Step-By-Step for Running DBD from CLI in Vertica 7.1

The steps and examples have been borrowed from Vertica Documentation!
I am just walking through learning and sharing my experience… No Rights claimed here.
In this DEMO I’ll create two tables (which can be joined and queried) with FK relationship and feed a sample query to DBD to suggest and deploy the required projections. Let us start.
Create a table to hold data with different data distribution, including cardinality. The example uses all integer data types.

dbadmin=> CREATE TABLE T( 
dbadmin(> x INT, 
dbadmin(> y INT, 
dbadmin(> z INT, 
dbadmin(> u INT, 
dbadmin(> v INT, 
dbadmin(> w INT PRIMARY KEY 
dbadmin(> ); 
CREATE TABLE 
dbadmin=> \dt 
 List of tables 
 Schema | Name | Kind | Owner | Comment 
--------+------+-------+---------+--------- 
 public | T | table | dbadmin | 
(1 row)
dbadmin=>

Now let us load about 100,000 rows. Note the cardinality and data distribution for the columns/data.

dbadmin=> \! perl -e 'for ($i=0; $i<100000; ++$i) {printf("%d, %d, %d, %d, %d, %d\n", $i/10000, $i/100, $i/10, $i/2, $i, $i);}' | vsql -c "COPY T FROM STDIN DELIMITER ',' DIRECT;"
Password:
dbadmin=> select count(1) from t;
count
--------
100000
(1 row)

dbadmin=>

This script “prints” 100000 data records to STDIN and pipes it to COPY command.

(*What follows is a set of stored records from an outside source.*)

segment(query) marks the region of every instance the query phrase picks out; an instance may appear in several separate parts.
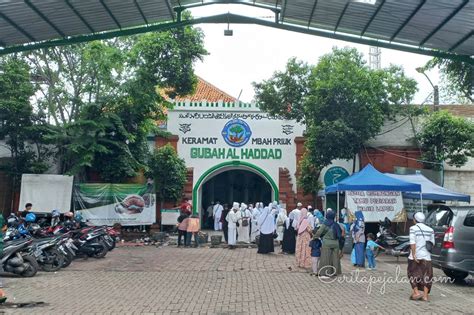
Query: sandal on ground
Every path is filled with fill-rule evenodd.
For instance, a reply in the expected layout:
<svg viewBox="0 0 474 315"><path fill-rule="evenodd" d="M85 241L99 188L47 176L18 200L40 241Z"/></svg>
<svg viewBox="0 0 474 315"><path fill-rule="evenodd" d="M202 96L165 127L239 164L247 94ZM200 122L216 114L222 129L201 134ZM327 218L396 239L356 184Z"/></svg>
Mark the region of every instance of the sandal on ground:
<svg viewBox="0 0 474 315"><path fill-rule="evenodd" d="M0 304L3 304L7 301L7 297L6 296L2 296L0 297Z"/></svg>
<svg viewBox="0 0 474 315"><path fill-rule="evenodd" d="M423 298L423 294L418 294L418 295L410 295L410 300L412 301L419 301Z"/></svg>
<svg viewBox="0 0 474 315"><path fill-rule="evenodd" d="M422 300L423 302L429 302L429 301L430 301L428 298L425 298L425 297L422 297L421 300Z"/></svg>

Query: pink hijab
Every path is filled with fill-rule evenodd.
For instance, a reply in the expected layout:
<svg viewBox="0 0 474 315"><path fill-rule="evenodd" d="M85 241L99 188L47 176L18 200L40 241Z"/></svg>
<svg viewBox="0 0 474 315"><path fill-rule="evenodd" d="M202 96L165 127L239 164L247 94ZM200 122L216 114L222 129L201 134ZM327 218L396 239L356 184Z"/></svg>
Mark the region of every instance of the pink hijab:
<svg viewBox="0 0 474 315"><path fill-rule="evenodd" d="M300 218L298 221L298 234L303 233L308 228L308 210L306 208L301 209Z"/></svg>

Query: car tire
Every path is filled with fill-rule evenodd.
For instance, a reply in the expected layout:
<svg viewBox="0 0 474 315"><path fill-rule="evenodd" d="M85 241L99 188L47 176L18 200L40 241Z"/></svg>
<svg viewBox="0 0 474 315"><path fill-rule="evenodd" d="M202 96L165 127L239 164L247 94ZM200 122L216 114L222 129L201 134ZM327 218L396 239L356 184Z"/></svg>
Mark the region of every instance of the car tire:
<svg viewBox="0 0 474 315"><path fill-rule="evenodd" d="M453 279L454 281L462 281L469 276L469 273L465 271L453 270L453 269L443 269L445 275Z"/></svg>

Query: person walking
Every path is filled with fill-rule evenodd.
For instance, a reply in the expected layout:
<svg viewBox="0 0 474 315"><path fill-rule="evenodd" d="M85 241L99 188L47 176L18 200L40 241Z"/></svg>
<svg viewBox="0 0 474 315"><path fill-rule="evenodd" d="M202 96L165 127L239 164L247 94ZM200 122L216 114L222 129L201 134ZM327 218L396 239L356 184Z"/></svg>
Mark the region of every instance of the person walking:
<svg viewBox="0 0 474 315"><path fill-rule="evenodd" d="M3 232L6 231L6 224L3 215L0 213L0 254L3 253ZM0 304L5 303L7 300L5 291L3 290L3 282L0 279Z"/></svg>
<svg viewBox="0 0 474 315"><path fill-rule="evenodd" d="M385 249L379 244L375 243L374 234L367 234L367 246L365 247L365 256L367 257L368 270L375 270L375 250L377 248Z"/></svg>
<svg viewBox="0 0 474 315"><path fill-rule="evenodd" d="M222 215L221 215L221 224L222 224L222 232L224 233L224 240L226 243L228 243L228 233L229 233L229 222L227 222L226 218L227 215L229 214L229 205L225 204L224 205L224 210L222 210Z"/></svg>
<svg viewBox="0 0 474 315"><path fill-rule="evenodd" d="M214 217L213 217L213 211L214 211L214 201L211 202L209 207L206 209L206 227L208 229L214 228Z"/></svg>
<svg viewBox="0 0 474 315"><path fill-rule="evenodd" d="M250 242L255 243L255 239L257 235L260 233L260 229L258 227L258 217L260 215L260 211L263 210L263 203L257 202L255 204L255 208L251 210L252 212L252 219L250 225Z"/></svg>
<svg viewBox="0 0 474 315"><path fill-rule="evenodd" d="M283 241L281 242L281 251L283 254L294 254L296 250L296 231L293 227L296 213L291 211L285 220L285 231L283 232Z"/></svg>
<svg viewBox="0 0 474 315"><path fill-rule="evenodd" d="M413 216L415 225L410 227L410 255L407 274L412 288L411 300L428 301L433 282L431 249L435 244L434 231L424 224L425 215L417 212Z"/></svg>
<svg viewBox="0 0 474 315"><path fill-rule="evenodd" d="M239 203L234 202L234 204L232 205L232 209L229 211L225 218L228 223L227 244L229 244L229 249L234 249L235 245L237 244L237 221L239 220L237 211L239 211Z"/></svg>
<svg viewBox="0 0 474 315"><path fill-rule="evenodd" d="M268 207L262 210L262 213L258 217L258 226L260 227L258 254L268 254L275 251L273 244L273 233L275 233L275 220L273 220L273 215L275 213L276 205L270 203Z"/></svg>
<svg viewBox="0 0 474 315"><path fill-rule="evenodd" d="M328 209L329 210L329 209ZM365 264L365 222L364 214L358 210L355 212L356 220L352 223L351 232L354 240L355 266L364 267Z"/></svg>
<svg viewBox="0 0 474 315"><path fill-rule="evenodd" d="M222 226L221 226L222 210L224 210L224 208L221 206L221 203L219 201L216 201L216 205L212 209L212 216L214 217L214 231L222 230Z"/></svg>
<svg viewBox="0 0 474 315"><path fill-rule="evenodd" d="M237 228L238 239L237 242L239 243L246 243L250 244L250 217L252 214L250 210L247 209L247 205L245 203L240 204L240 211L238 212L239 217L239 226Z"/></svg>
<svg viewBox="0 0 474 315"><path fill-rule="evenodd" d="M330 209L326 211L326 220L316 231L313 239L321 239L321 257L319 259L318 274L323 277L341 274L341 257L339 240L342 230L334 221L336 213Z"/></svg>
<svg viewBox="0 0 474 315"><path fill-rule="evenodd" d="M279 245L281 245L281 242L283 241L283 233L285 232L285 222L286 222L286 209L279 208L278 215L275 222L276 233L277 233L276 240L278 241Z"/></svg>
<svg viewBox="0 0 474 315"><path fill-rule="evenodd" d="M311 218L313 216L311 215ZM301 209L298 221L298 236L296 238L296 265L300 268L311 268L311 248L309 242L312 236L312 222L309 220L308 210Z"/></svg>

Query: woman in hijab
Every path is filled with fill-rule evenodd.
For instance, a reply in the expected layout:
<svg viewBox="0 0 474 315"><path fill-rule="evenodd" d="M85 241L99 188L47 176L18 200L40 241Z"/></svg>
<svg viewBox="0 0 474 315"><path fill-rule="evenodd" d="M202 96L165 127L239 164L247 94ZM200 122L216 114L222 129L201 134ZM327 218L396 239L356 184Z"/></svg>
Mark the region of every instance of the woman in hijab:
<svg viewBox="0 0 474 315"><path fill-rule="evenodd" d="M309 247L309 242L311 241L313 228L306 208L301 209L297 226L296 265L300 268L311 268L311 247Z"/></svg>
<svg viewBox="0 0 474 315"><path fill-rule="evenodd" d="M239 243L250 243L250 217L252 214L250 210L247 209L247 205L245 203L240 204L240 211L237 213L239 216L239 227L237 228L237 235L238 239L237 242Z"/></svg>
<svg viewBox="0 0 474 315"><path fill-rule="evenodd" d="M276 205L269 204L265 207L258 217L258 226L260 227L260 239L258 241L259 254L268 254L274 252L273 233L275 232L275 220L273 215L276 213Z"/></svg>
<svg viewBox="0 0 474 315"><path fill-rule="evenodd" d="M239 220L237 211L239 211L239 203L234 202L234 204L232 205L232 209L229 211L225 218L228 223L229 249L234 249L235 244L237 243L237 221Z"/></svg>
<svg viewBox="0 0 474 315"><path fill-rule="evenodd" d="M285 222L286 222L286 210L283 208L278 209L278 215L276 218L276 232L277 238L276 240L281 245L281 241L283 241L283 233L285 232Z"/></svg>
<svg viewBox="0 0 474 315"><path fill-rule="evenodd" d="M285 231L283 232L283 241L281 243L281 251L283 254L294 254L296 249L296 231L293 227L296 213L291 211L285 220Z"/></svg>
<svg viewBox="0 0 474 315"><path fill-rule="evenodd" d="M341 260L339 256L339 239L342 237L342 230L339 224L334 221L336 213L327 211L326 220L320 226L314 239L321 239L321 257L319 259L319 275L330 277L341 274Z"/></svg>
<svg viewBox="0 0 474 315"><path fill-rule="evenodd" d="M321 213L321 211L316 209L316 210L314 210L313 215L314 215L314 227L315 228L324 223L324 216Z"/></svg>
<svg viewBox="0 0 474 315"><path fill-rule="evenodd" d="M251 210L252 212L252 219L250 225L250 242L255 243L255 238L260 233L258 228L258 217L260 216L260 211L263 210L263 203L257 202L255 204L255 208Z"/></svg>
<svg viewBox="0 0 474 315"><path fill-rule="evenodd" d="M355 251L355 266L364 267L365 262L365 224L364 224L364 214L362 211L356 211L355 213L356 220L352 223L351 232L352 239L354 240L354 251Z"/></svg>

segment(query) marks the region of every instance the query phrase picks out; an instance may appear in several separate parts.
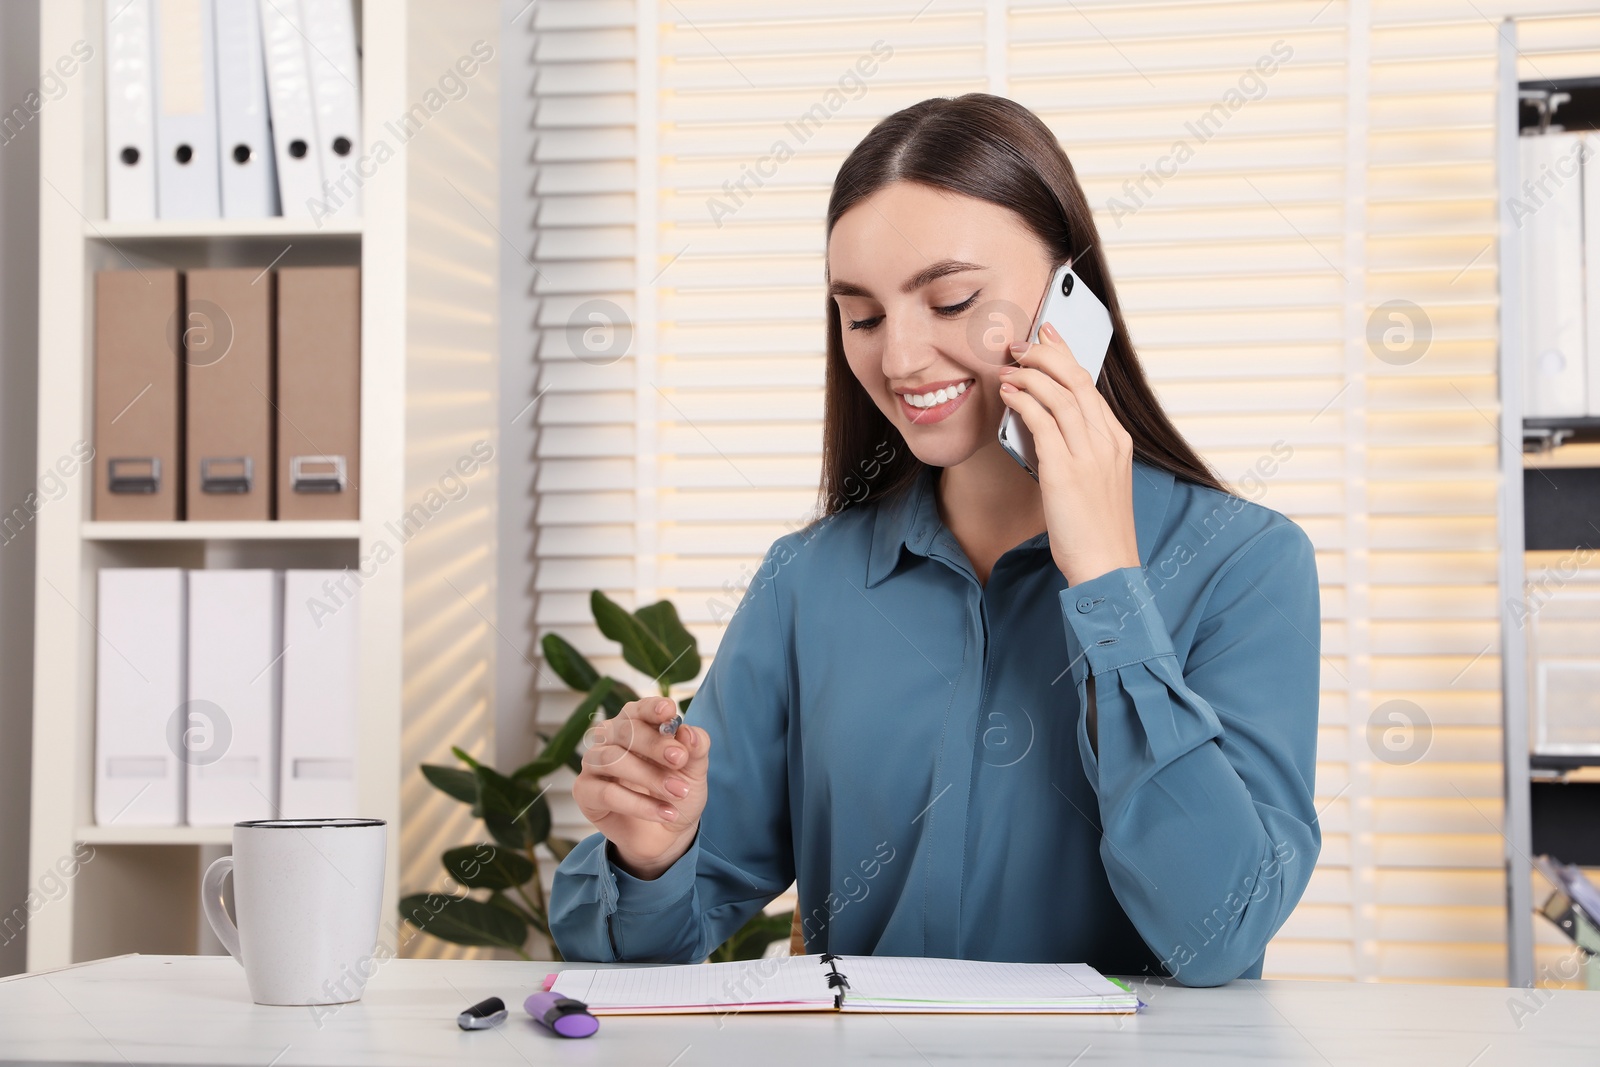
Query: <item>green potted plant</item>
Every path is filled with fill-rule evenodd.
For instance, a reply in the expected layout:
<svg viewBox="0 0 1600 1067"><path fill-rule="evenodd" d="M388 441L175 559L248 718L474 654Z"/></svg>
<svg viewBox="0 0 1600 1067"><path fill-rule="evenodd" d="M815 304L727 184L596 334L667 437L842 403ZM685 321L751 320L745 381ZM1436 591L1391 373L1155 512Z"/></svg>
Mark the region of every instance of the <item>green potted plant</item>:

This is executed from within vsql environment.

Now let us create a second table and load it.

dbadmin=> CREATE TABLE T2(
dbadmin(> x INT,
dbadmin(> y INT,
dbadmin(> z INT,
dbadmin(> u INT,
dbadmin(> v INT,
dbadmin(> w INT PRIMARY KEY
dbadmin(> );
CREATE TABLE
Time: First fetch (0 rows): 11.924 ms. All rows formatted: 11.967 ms
dbadmin=> INSERT /*+DIRECT*/ INTO T2 SELECT * FROM T;
OUTPUT
--------
100000
(1 row)

Time: First fetch (1 row): 77.560 ms. All rows formatted: 77.600 ms
dbadmin=> COMMIT;
COMMIT
Time: First fetch (0 rows): 5.196 ms. All rows formatted: 5.254 ms
dbadmin=> select count(1) from t2;
count
--------
100000
(1 row)

Time: First fetch (1 row): 9.055 ms. All rows formatted: 9.149 ms
dbadmin=>

Some of the queries we would be issuing on these tables are as follow.

SELECT DISTINCT T2.u FROM T JOIN T2 ON T.z=T2.z-1 WHERE T2.u > 0;
SELECT DISTINCT w FROM T;
SELECT count(distinct t.u) , t2.v from t join t2 on t.w=t2.w group by t2.v;

Let us run them with query optimizing projection and time them.
For the test, let us turn the timing on and pipe the output to /dev/null

dbadmin=>
dbadmin=> \timing
Timing is on.
dbadmin=> \o /dev/null
dbadmin=>

Let us run the query for timing.

dbadmin=>
dbadmin=> SELECT DISTINCT T2.u FROM T JOIN T2 ON T.z=T2.z-1 WHERE T2.u > 0;
Time: First fetch (1000 rows): 59.334 ms. All rows formatted: 94.765 ms
dbadmin=> SELECT DISTINCT w FROM T;
Time: First fetch (1000 rows): 6.149 ms. All rows formatted: 58.125 ms
dbadmin=> SELECT count(distinct t.u) , t2.v from t join t2 on t.w=t2.w group by t2.v;
Time: First fetch (1000 rows): 166.229 ms. All rows formatted: 277.410 ms
dbadmin=>

Note the timing for first 1000 rows (default limit) and estimated time for all rows.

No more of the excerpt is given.